For equity settled awards, the Standards apply to all awards granted since 7 November 2002 (or modified, e.g. re-priced, if granted before 7 November 2002), that were outstanding (unvested), as at January 1 2005 for listed companies and 1 January 2006 for unlisted companies.
For cash settled awards the Standards apply to all outstanding past grants as at 1 January 2005 for listed companies and 1 January 2006 for unlisted companies, not just awards made from 7 November 2002.
Exempt companies
Only those entities applying the Financial Reporting Standard for Smaller Entities (FRSSE) are exempt from applying the Standards. However, such companies will be required to disclose the principal terms of any equity settled awards (e.g. the number of shares or options, number of employees, grant date exercise prices and details of any performance conditions). They will also have to recognise an expense for cash settled share based payments.
Fair value approach to equity settled awards
The cost of equity settled awards should be recognised over the period from the grant date to the vesting date, with a corresponding credit to shareholders’ funds on the balance sheet. If the award vests immediately, the cost will be recognised at that date.
The fair value of equity settled awards should be based on the market prices (where there is a market) or estimated using a valuation technique. The estimate must take account of the rights and conditions of the shares awarded or the terms and conditions on which any options were granted.
As options granted under share plans are not traded, determining fair value requires the use of an option pricing model, that reflects the movement of the underlying share price. There are a number of alternative option pricing models including the Black-Scholes method, the Binomial Model and Monte Carlo Simulations. The Standards only require that an appropriate model is used and the appropriateness depends on the complexity and design of the share plan. However, the Standards do require assumptions to be made as inputs to the valuation model, which must include as a minimum:
- the current share price of underlying shares
- exercise price of the option
- the expected volatility of the price of the underlying share
- the expected life of the option
- expected dividends on the underlying share
- the expected risk free interest rate prevailing over the life of the option
The Standards also require evidential disclosure in the accounts to support the assumptions, including a review of share price movement (where available) and historic patterns of exercise. There are a range of acceptable assumptions.
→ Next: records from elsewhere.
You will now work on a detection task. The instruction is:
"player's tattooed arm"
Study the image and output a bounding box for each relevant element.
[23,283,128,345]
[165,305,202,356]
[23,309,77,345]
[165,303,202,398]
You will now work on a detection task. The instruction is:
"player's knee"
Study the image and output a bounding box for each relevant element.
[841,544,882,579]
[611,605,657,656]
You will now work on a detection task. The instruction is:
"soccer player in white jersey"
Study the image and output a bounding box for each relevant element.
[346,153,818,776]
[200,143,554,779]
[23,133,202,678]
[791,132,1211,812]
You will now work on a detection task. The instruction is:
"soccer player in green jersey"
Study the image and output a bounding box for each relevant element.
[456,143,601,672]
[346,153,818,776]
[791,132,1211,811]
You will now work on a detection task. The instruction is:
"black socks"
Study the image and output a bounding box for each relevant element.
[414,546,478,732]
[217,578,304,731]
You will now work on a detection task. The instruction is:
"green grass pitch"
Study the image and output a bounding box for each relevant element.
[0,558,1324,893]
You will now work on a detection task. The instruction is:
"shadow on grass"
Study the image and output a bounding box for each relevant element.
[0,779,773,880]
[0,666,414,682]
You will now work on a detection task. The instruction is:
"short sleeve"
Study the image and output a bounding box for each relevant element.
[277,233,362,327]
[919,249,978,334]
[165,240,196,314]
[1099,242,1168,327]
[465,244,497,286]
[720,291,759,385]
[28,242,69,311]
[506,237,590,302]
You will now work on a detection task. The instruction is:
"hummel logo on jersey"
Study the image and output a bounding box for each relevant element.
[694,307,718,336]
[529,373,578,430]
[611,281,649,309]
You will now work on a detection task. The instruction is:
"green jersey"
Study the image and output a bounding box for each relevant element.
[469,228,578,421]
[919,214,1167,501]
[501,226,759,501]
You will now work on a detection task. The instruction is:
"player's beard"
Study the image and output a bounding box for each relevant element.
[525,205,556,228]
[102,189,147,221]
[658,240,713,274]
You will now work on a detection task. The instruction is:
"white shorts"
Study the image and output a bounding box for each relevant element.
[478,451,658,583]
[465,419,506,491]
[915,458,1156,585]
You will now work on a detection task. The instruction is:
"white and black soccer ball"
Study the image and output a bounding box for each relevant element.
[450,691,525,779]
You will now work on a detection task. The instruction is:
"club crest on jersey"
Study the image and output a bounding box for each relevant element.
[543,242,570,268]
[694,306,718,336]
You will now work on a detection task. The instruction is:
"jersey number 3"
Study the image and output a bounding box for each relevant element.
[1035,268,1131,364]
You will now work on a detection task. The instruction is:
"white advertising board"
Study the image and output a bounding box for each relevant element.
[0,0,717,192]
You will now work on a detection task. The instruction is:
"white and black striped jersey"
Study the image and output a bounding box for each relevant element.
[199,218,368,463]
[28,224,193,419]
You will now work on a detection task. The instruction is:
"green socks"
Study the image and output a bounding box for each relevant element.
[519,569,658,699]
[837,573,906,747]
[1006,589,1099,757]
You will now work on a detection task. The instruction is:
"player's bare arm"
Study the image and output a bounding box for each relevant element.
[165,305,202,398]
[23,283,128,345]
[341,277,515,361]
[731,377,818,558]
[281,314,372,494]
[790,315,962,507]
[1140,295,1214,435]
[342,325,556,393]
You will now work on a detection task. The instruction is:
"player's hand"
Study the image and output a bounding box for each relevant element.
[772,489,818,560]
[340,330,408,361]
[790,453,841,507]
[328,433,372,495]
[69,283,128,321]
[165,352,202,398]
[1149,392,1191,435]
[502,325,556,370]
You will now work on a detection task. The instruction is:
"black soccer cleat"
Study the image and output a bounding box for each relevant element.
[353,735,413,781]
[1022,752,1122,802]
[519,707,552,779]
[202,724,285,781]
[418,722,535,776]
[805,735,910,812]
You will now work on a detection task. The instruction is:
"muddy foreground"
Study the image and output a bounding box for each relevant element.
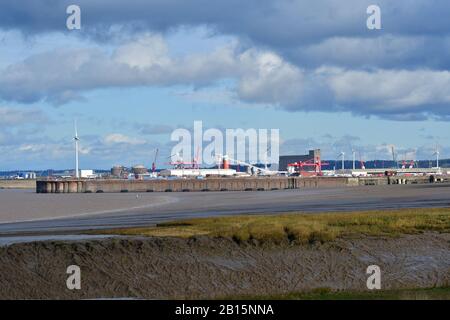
[0,233,450,299]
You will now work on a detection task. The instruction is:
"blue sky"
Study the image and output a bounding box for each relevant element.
[0,0,450,170]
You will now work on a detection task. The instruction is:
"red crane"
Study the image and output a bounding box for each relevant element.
[288,157,329,175]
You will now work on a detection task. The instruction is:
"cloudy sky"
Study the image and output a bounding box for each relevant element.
[0,0,450,170]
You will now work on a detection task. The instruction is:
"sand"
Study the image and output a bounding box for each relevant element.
[0,233,450,299]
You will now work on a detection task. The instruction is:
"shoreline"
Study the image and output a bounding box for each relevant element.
[0,232,450,299]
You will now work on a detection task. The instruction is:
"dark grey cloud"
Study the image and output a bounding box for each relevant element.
[0,0,450,121]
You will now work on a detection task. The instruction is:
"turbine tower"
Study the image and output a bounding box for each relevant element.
[433,145,440,169]
[339,151,345,171]
[352,149,356,170]
[73,120,80,179]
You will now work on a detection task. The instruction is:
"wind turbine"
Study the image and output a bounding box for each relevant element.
[73,120,80,179]
[338,151,345,171]
[433,145,440,169]
[352,149,356,170]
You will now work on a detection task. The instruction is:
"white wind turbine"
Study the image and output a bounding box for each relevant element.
[73,120,80,179]
[433,145,441,169]
[340,151,345,171]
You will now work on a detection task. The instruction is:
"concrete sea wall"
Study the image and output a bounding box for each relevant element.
[36,177,442,193]
[0,179,36,189]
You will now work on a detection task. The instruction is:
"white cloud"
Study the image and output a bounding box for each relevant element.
[0,34,450,120]
[104,133,145,145]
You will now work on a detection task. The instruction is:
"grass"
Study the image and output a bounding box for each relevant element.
[90,208,450,244]
[225,287,450,300]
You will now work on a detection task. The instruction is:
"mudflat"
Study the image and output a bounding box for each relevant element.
[0,232,450,299]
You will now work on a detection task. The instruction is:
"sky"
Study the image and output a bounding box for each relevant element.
[0,0,450,170]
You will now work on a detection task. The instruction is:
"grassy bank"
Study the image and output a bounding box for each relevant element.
[92,208,450,243]
[224,287,450,300]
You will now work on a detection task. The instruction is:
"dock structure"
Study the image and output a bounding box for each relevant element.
[36,176,449,193]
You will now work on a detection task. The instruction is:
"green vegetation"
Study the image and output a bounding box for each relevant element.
[95,208,450,244]
[225,287,450,300]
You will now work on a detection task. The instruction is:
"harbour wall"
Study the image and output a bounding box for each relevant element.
[36,176,448,193]
[0,179,36,189]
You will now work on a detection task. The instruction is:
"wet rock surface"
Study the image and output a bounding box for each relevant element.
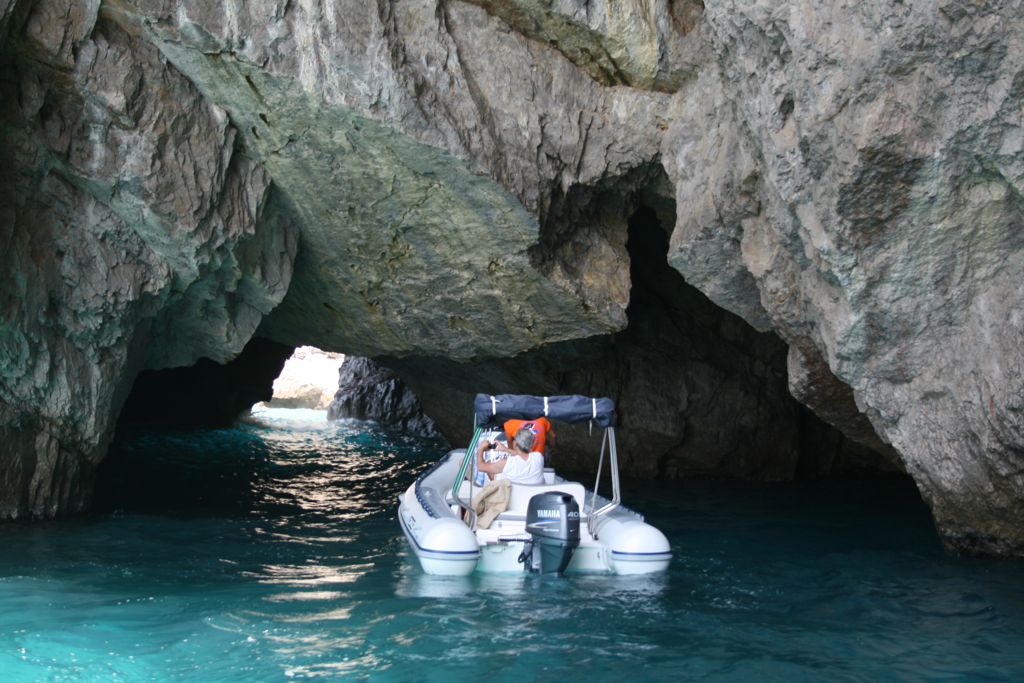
[327,357,440,437]
[0,0,1024,554]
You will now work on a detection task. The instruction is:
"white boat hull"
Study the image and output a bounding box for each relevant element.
[398,451,672,575]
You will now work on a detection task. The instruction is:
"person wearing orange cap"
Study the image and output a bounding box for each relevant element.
[504,417,551,456]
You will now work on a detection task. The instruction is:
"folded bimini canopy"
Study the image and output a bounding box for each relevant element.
[473,393,615,427]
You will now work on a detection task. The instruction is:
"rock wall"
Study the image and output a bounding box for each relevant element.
[327,357,440,438]
[269,346,345,411]
[0,0,1024,553]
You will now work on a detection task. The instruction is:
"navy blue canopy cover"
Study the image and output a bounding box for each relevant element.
[473,393,615,427]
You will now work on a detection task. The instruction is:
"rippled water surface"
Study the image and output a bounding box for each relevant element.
[0,411,1024,682]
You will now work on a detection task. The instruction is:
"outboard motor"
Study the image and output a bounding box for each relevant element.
[519,490,580,573]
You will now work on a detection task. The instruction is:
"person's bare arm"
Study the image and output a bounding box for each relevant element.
[476,441,506,476]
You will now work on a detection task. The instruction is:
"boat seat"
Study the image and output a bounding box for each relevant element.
[459,481,587,519]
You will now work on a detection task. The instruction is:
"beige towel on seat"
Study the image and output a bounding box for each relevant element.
[473,479,512,528]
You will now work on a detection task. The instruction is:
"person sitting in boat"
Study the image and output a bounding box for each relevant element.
[476,427,544,486]
[502,417,554,456]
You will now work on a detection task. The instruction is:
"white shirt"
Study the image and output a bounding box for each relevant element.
[495,451,544,486]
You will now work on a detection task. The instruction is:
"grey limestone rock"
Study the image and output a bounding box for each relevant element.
[328,356,440,438]
[0,0,1024,554]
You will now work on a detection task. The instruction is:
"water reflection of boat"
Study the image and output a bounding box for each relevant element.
[398,394,672,575]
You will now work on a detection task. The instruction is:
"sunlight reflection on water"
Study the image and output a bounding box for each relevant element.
[0,410,1024,683]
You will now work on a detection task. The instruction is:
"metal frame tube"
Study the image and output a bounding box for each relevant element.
[587,427,623,539]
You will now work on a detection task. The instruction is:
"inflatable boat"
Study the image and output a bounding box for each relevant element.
[398,394,672,575]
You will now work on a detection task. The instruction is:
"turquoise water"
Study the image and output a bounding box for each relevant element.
[0,412,1024,682]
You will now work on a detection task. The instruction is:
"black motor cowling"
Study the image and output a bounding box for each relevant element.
[519,490,580,573]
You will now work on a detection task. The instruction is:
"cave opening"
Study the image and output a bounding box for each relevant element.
[100,194,893,509]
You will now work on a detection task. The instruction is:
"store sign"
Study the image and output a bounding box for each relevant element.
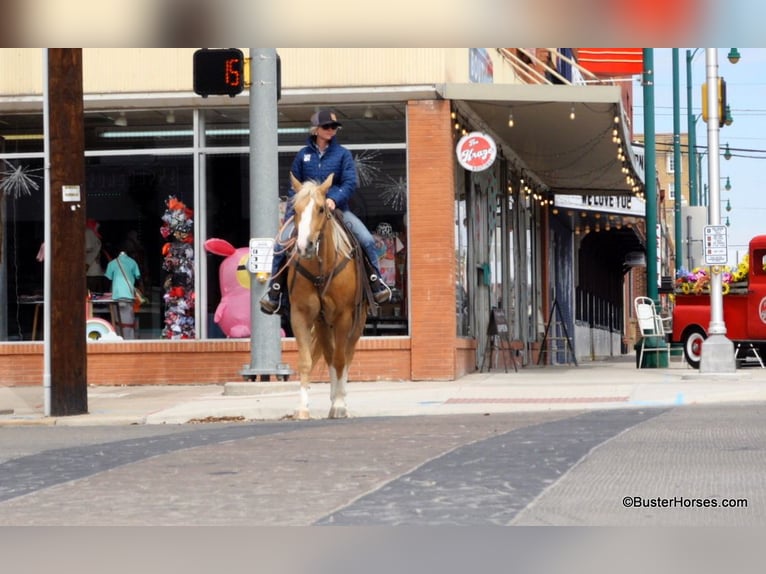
[455,132,497,171]
[553,195,646,217]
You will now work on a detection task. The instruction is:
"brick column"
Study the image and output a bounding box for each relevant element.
[407,101,456,380]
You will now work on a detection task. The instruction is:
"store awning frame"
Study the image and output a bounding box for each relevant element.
[437,83,644,195]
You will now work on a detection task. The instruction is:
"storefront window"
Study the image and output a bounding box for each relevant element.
[0,104,408,341]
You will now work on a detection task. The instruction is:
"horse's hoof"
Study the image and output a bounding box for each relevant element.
[327,407,348,419]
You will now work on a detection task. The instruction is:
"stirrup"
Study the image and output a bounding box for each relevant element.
[370,273,393,304]
[260,283,285,315]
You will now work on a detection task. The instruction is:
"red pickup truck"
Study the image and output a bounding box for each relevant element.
[672,235,766,369]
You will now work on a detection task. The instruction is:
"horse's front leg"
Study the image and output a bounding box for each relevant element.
[291,320,313,420]
[327,324,350,419]
[327,365,348,419]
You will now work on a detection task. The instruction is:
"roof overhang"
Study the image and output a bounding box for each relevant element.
[438,84,643,195]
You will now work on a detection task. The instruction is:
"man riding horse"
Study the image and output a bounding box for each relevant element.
[260,110,391,315]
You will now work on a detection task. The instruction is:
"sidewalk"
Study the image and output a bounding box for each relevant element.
[0,355,766,426]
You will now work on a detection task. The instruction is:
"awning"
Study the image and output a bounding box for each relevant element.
[438,84,643,195]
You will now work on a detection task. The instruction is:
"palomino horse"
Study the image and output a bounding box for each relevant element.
[287,174,367,419]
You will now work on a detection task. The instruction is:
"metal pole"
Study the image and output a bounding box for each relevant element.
[700,48,736,373]
[241,48,290,380]
[673,48,684,271]
[643,48,659,301]
[43,48,52,417]
[686,50,699,205]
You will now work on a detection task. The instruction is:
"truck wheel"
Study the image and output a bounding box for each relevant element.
[683,327,706,369]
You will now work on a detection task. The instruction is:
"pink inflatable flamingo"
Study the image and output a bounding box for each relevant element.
[205,238,250,339]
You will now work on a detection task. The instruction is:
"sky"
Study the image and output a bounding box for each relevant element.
[633,48,766,266]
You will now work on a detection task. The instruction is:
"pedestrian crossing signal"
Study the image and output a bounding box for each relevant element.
[194,48,245,98]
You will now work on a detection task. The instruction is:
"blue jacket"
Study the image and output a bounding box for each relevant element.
[285,136,357,217]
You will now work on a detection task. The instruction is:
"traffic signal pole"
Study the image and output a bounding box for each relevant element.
[241,48,290,381]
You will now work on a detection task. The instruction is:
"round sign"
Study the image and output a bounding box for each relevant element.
[455,132,497,171]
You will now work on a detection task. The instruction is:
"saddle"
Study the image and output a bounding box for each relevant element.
[333,213,380,317]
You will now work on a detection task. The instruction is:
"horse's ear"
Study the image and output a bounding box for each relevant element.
[290,172,303,193]
[320,173,335,193]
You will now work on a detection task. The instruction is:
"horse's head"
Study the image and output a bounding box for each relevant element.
[290,174,333,259]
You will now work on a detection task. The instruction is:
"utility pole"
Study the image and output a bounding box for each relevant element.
[643,48,659,302]
[44,48,88,416]
[700,48,736,373]
[240,48,290,381]
[673,48,684,276]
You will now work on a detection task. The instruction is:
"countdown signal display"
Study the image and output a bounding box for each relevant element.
[194,48,245,98]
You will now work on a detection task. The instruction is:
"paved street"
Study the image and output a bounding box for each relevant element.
[0,402,766,526]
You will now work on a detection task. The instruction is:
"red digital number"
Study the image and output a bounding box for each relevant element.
[225,58,242,87]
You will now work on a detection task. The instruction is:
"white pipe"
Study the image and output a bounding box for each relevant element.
[43,48,51,417]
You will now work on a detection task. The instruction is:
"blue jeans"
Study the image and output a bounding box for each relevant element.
[271,211,380,282]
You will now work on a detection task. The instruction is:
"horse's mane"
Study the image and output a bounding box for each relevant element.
[291,179,353,259]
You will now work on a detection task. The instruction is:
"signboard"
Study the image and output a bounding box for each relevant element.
[61,185,80,201]
[455,132,497,171]
[704,225,729,265]
[247,238,274,274]
[487,308,508,337]
[553,194,646,217]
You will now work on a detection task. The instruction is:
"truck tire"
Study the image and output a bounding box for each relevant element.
[683,326,707,369]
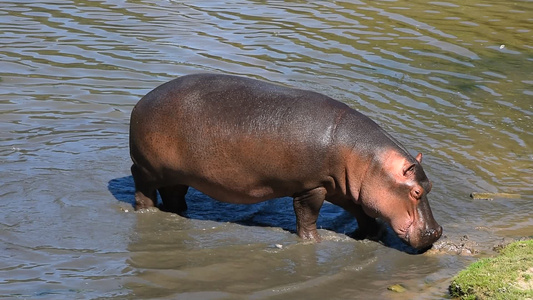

Performance conditions and forfeiture
Market-based performance conditions affecting the likelihood that options will vest (e.g. share price or total shareholder return), must be taken into account in estimating the fair value of the option.
Non market-based performance conditions (e.g. earnings per share or growth in profits) may not be taken into account in estimating the fair value of an option. Instead, an estimate of the number of options that will vest is used and this is “trued-up” at the end of each year, when a better estimate of the likely outcome of the non market-based performance condition can be made.
Service conditions under which leavers forfeit unvested options are also not taken into account in estimating the fair value of an option. Instead, an estimate of the number of options that will vest is used and this is also trued-up at the end of each year, when the numbers of leavers are known and better estimates for future leavers may be made. The higher the estimate of leavers the lower the initial accounting expense.
Fair value approach for cash settled awards
These are viewed as liabilities not equity and are treated differently. At the end of the first year the company estimates the fair value as at the date of grant, using an option pricing model and spreads this amount over the period of the award. This amount is then recalculated at the end of each year and the charge for the year is adjusted up or down accordingly. Thus at the date of settlement, the cumulative charge shown in the accounts is the actual amount the employee receives.
What if an award may be settled in either cash or shares?
Where there is a cash alternative, the company accounts for the award as a cash-settled award where it has incurred a liability to settle in cash, or an equity-settled award if there is no such liability. Whether there is a liability, depends on who has the option over the method of settlement and the company’s past practice with similar awards. Awards may need to be split into cash-settled and equity-settled components.